01-31-2016 08:15 AM
I have a dataset of subjects and their covariates, over time (for each subject I have multiple rows representing multiple time points). I wish to perform a bootstraping with replacement, i.e., if my current N is 20 subjects, I wish to create a file of 100 subjects, while keeping all their characteristics. This data will then be used in some model. Since modelling is the purpose, I need to get a column of unique ID's. Example: If subject #1 is chosen 3 times (and I have 5 time points), then I will have 15 rows with ID = 1, while I need 3 times 5 rows with uniqe ID's, such as 1a, 1b and 1c (of course the coding is not important to me, it can be anything).
My current code is:
proc surveyselect data = original_data method = urs sampsize = 100 rep = 1 seed = 12345 out = Sample_WR; id _all_; samplingunit ID; run;
I tried looking at the help of the procedure but didn't find it.

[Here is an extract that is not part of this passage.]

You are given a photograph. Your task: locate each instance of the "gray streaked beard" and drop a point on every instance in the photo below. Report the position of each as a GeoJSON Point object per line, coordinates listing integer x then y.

How do I keep unique ID's of my samples, rather than my subject ID's ?
What I basically need is a column counting the samples: sample1, sample2, ....sample100.
Thank you !
01-31-2016 08:51 AM
I think I may undstand what you want and as far as I can tell you will need to create the variable.

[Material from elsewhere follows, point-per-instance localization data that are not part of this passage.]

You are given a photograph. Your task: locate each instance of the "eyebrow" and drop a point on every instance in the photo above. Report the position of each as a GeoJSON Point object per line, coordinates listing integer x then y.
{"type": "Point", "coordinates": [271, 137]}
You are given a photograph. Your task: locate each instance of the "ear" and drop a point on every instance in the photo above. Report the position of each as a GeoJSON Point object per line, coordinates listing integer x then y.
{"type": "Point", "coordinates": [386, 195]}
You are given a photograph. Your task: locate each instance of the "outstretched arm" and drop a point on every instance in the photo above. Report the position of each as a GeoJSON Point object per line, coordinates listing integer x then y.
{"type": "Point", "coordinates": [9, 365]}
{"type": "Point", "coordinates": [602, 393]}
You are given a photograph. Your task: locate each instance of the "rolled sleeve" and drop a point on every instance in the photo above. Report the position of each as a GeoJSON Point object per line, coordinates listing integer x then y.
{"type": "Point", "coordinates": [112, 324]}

proc surveyselect data = sashelp.shoes method=urs sampsize=50 rep=1 seed=12345 out=Sample_WR; id _all_; samplingunit region Subsidiary; run; data sample_wr; set sample_wr; do sampleUnitID=1 to numberhits; output; end; run; proc sort data=sample_wr; by Replicate region Subsidiary sampleUnitID; run; data sample_wr; set sample_wr; by Replicate region Subsidiary sampleunitid; if first.Replicate then sampleID = 0; if first.sampleunitid then sampleID + 1; run; proc print; where numberhits gt 1; run;
01-31-2016 06:05 PM
Here is a straitforward approach:
/* example data */ data test; call streaminit(12345); do id = 1 to 5; do t = 1 to rand("Poisson", 4); x = rand("NORMAL"); output; end; end; drop t; run; /* Add variable n = cluster size */ proc sql; create table test0 as select *, count(*) as n from test group by id; quit; /* Select sample with replacement */ proc surveyselect data=test0 out=sample0 method=urs sampsize=10 outhits seed=54321; cluster id; id n x; run; /* Generate new IDs */ data sample; set sample0; by id; if first.id then i = 0; i + 1; newId + mod(i, n) = 1; drop i id n numberHits; run;